O(n) behaviour in default configuration when uploading many duplicate filenames
|Reported by:||dw||Owned by:||timgraham|
|Has patch:||yes||Needs documentation:||no|
|Needs tests:||no||Patch needs improvement:||yes|
In the default configuration, Django django/core/files/storage.py get_available_name() may degrade to producing a huge number of stat() system calls when a duplicate filename is being uploaded. Since stat() may invoke IO, this may produce a huge data-dependent slowdown that slowly worsens over time.
The problem was originally detected by our test suite, but it is likely that especially older Django installations will be experiencing it too, perhaps without even realizing.
I filed a pull request at https://github.com/django/django/pull/3008 before reading the contributor documentation.
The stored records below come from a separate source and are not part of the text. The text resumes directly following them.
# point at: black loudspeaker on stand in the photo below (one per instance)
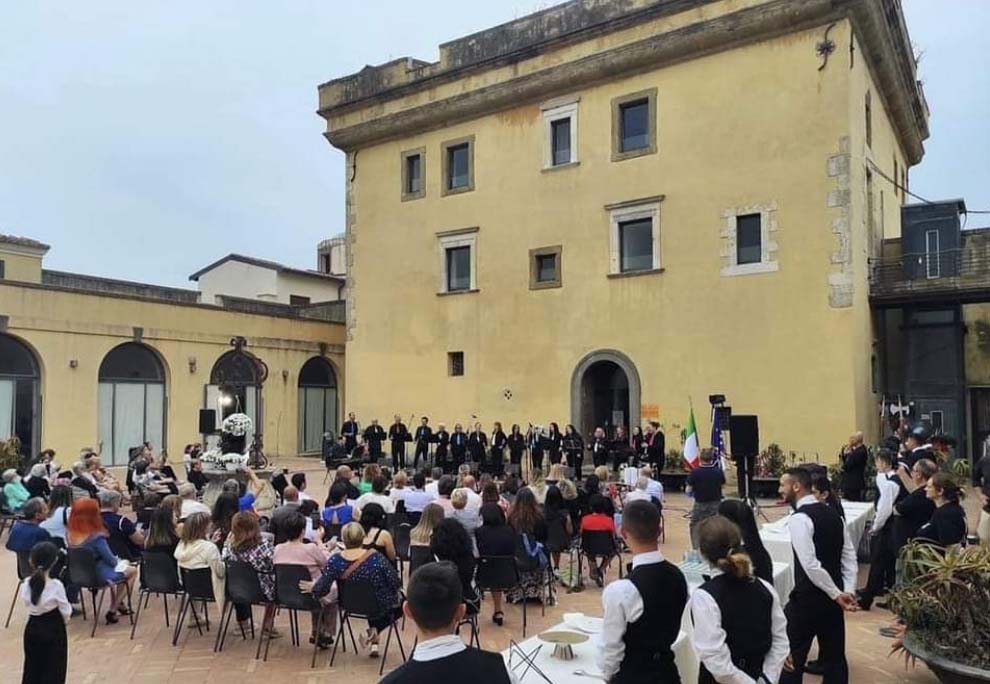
(745, 446)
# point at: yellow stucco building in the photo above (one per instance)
(601, 211)
(88, 361)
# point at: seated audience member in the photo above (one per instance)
(422, 533)
(338, 511)
(59, 505)
(376, 537)
(947, 525)
(196, 552)
(371, 567)
(740, 632)
(163, 536)
(245, 544)
(86, 530)
(298, 481)
(377, 495)
(196, 476)
(451, 543)
(705, 483)
(36, 483)
(742, 515)
(28, 532)
(643, 612)
(495, 538)
(295, 551)
(224, 509)
(435, 602)
(15, 494)
(187, 490)
(418, 497)
(125, 540)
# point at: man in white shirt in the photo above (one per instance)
(824, 579)
(643, 611)
(883, 551)
(435, 602)
(187, 491)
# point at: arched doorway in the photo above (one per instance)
(131, 401)
(317, 403)
(605, 392)
(19, 394)
(235, 386)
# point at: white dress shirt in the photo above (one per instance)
(887, 491)
(713, 651)
(52, 597)
(802, 532)
(444, 647)
(622, 604)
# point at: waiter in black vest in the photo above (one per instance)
(824, 579)
(350, 431)
(643, 611)
(424, 435)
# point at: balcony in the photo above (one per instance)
(953, 276)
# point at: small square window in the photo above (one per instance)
(635, 122)
(636, 245)
(560, 134)
(455, 364)
(749, 239)
(458, 269)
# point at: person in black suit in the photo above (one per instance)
(424, 435)
(853, 458)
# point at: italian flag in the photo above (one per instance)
(691, 451)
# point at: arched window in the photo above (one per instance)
(317, 403)
(131, 400)
(19, 388)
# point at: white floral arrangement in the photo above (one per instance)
(237, 424)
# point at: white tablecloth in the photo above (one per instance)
(778, 540)
(562, 671)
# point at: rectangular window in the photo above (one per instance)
(458, 269)
(458, 167)
(635, 122)
(749, 239)
(455, 364)
(560, 135)
(414, 174)
(636, 245)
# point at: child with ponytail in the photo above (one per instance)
(45, 644)
(740, 633)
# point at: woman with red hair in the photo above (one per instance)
(86, 530)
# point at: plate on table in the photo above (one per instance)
(583, 623)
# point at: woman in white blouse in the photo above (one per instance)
(740, 632)
(45, 643)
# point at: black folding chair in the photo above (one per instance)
(400, 536)
(499, 573)
(243, 586)
(159, 576)
(357, 599)
(23, 572)
(287, 578)
(419, 556)
(197, 585)
(599, 544)
(83, 574)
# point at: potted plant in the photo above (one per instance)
(944, 603)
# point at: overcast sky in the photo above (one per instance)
(143, 140)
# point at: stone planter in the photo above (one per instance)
(947, 671)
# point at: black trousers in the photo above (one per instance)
(883, 563)
(422, 449)
(810, 616)
(46, 649)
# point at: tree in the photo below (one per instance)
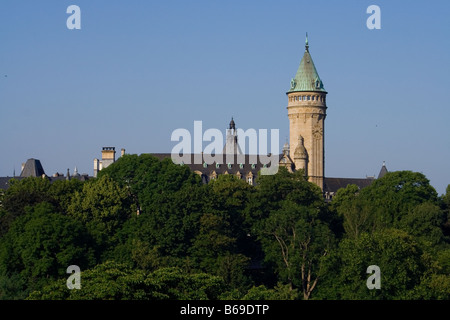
(40, 245)
(296, 240)
(103, 206)
(395, 194)
(146, 178)
(20, 194)
(402, 263)
(114, 281)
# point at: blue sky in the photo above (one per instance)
(138, 70)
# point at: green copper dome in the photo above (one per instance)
(307, 78)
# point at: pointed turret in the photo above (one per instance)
(306, 78)
(307, 111)
(383, 171)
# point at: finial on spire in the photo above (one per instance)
(232, 124)
(306, 43)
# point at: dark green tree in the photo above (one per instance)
(113, 281)
(39, 246)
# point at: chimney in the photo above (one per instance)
(96, 167)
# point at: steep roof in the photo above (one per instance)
(32, 168)
(383, 171)
(307, 78)
(334, 184)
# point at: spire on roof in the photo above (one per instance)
(307, 78)
(32, 168)
(232, 124)
(306, 43)
(383, 171)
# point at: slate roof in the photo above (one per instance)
(332, 185)
(251, 164)
(4, 181)
(383, 171)
(32, 168)
(306, 78)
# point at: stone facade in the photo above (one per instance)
(307, 112)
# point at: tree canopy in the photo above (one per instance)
(150, 229)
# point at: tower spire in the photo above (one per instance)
(306, 43)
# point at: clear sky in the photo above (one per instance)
(138, 70)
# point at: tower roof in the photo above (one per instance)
(307, 78)
(383, 171)
(32, 168)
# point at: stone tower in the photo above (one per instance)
(307, 111)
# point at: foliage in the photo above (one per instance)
(149, 229)
(41, 244)
(113, 281)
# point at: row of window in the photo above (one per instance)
(229, 165)
(307, 98)
(249, 178)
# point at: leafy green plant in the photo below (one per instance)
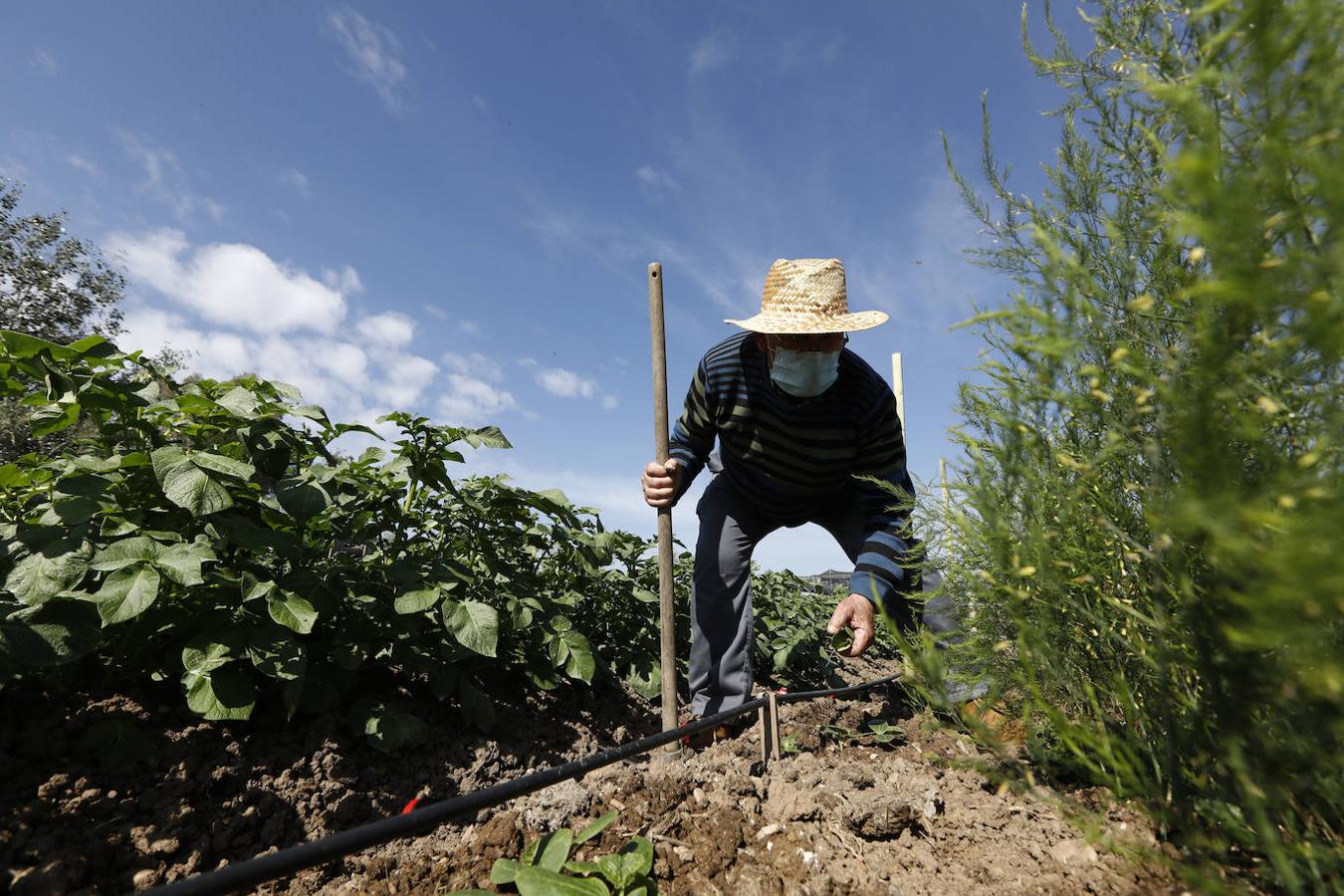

It seems to suggest I should file a bug to be triaged before submitting a pull?
This is my first Django contribution, so apologies for any confusion.
Change History (12)
comment:1 Changed 2 years ago by areski
- Needs documentation unset
- Needs tests unset
- Patch needs improvement unset
comment:2 Changed 2 years ago by timo
- Has patch set
- Triage Stage changed from Unreviewed to Accepted
- Type changed from Uncategorized to Cleanup/optimization
comment:7 Changed 2 years ago by timgraham
- Owner changed from nobody to timgraham
- Patch needs improvement set
- Status changed from new to assigned
- Triage Stage changed from Ready for checkin to Accepted
comment:8 Changed 2 years ago by Tim Graham <timograham@…>
- Resolution set to fixed
- Status changed from assigned to closed